McTiernan conditionally pleaded guilty to making false statements to the FBI about hiring Pellicano to wiretap The Dark Knight Rises producer Chuck Roven, with whom McTiernan worked on the 2002 film Rollerball.
On Monday, the 9th Circuit rejected an appeal in the case, meaning that McTiernan might soon begin serving 12 months in prison, pay a $100,000 fine and then face three years of supervised release.
The case against McTiernan has bounced around in the five years since the filmmaker was first indicted.
At first, McTiernan said his involvement with Pellicano was very limited, but then, presented with an incriminating Pellicano tape that showed that he had hired the private eye to spy on two individuals, he pled guilty.
But then McTiernan hired new lawyers, who persuaded him to withdraw his plea and file a motion for the suppression of the evidence. When the case went before the 9th Circuit for the first time four years ago, the appellate court ruled the director might have gotten bad legal advice from his old lawyers and allowed him to withdraw the plea.
McTiernan was indicted again, and after failing on his motion to suppress the evidence, he conditionally pled guilty as he pursued an appeal. He argued that Judge Dale Fischer should have granted his motion and recused herself.

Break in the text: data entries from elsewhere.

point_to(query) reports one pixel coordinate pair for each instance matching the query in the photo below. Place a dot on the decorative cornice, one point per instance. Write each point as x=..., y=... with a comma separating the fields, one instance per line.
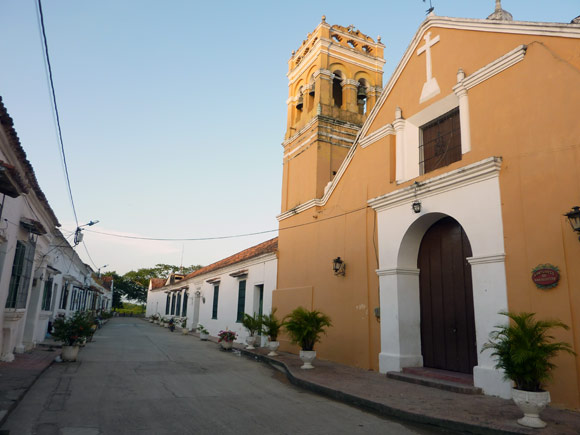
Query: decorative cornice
x=377, y=135
x=397, y=271
x=476, y=172
x=487, y=259
x=521, y=27
x=491, y=69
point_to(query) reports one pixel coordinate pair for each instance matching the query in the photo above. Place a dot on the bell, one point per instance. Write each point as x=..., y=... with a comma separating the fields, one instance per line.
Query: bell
x=300, y=103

On appeal, McTiernan contended that the recording of his taped conversation with Pellicano should have been suppressed because it represented a "to do" list for Pellicano, that it was “for the purpose of committing a criminal or tortious act” -- and to prove such an assertion, he relied upon the opening statement that Pellicano made in his own criminal trial.
In response, the government said Pellicano's testimony was unreliable because he was a criminal and also that "shielding defendants from their own self-made evidence of their crimes is not what Congress intended in enacting" a law governing the use as evidence of intercepted wire communications.
The 9th Circuit now has agreed with the lower court and the government, finding that "recording a conversation for the purpose of creating a reminder list is not an integral part of the execution of an illegal wiretap and thus is not made 'for the purpose of committing any criminal or tortious act.' "
The appeals court also has rejected McTiernan's arguments that Fischer should have recused herself after allegedly making a series of hostile comments toward him in court proceedings and repeatedly denying his motions to suppress those recordings. The 9th Circuit says that statements, including one where the judge said that McTiernan "is clearly willing to lie whenever it suits his purpose," don't demonstrate a "deep-seated animus" nor had any "negative effect on his ultimate sentence."
The lower court decision now has been affirmed.
Barring a further appeal to the U.S. Supreme Court, McTiernan, who has been free on bail, soon will begin to serve his sentence.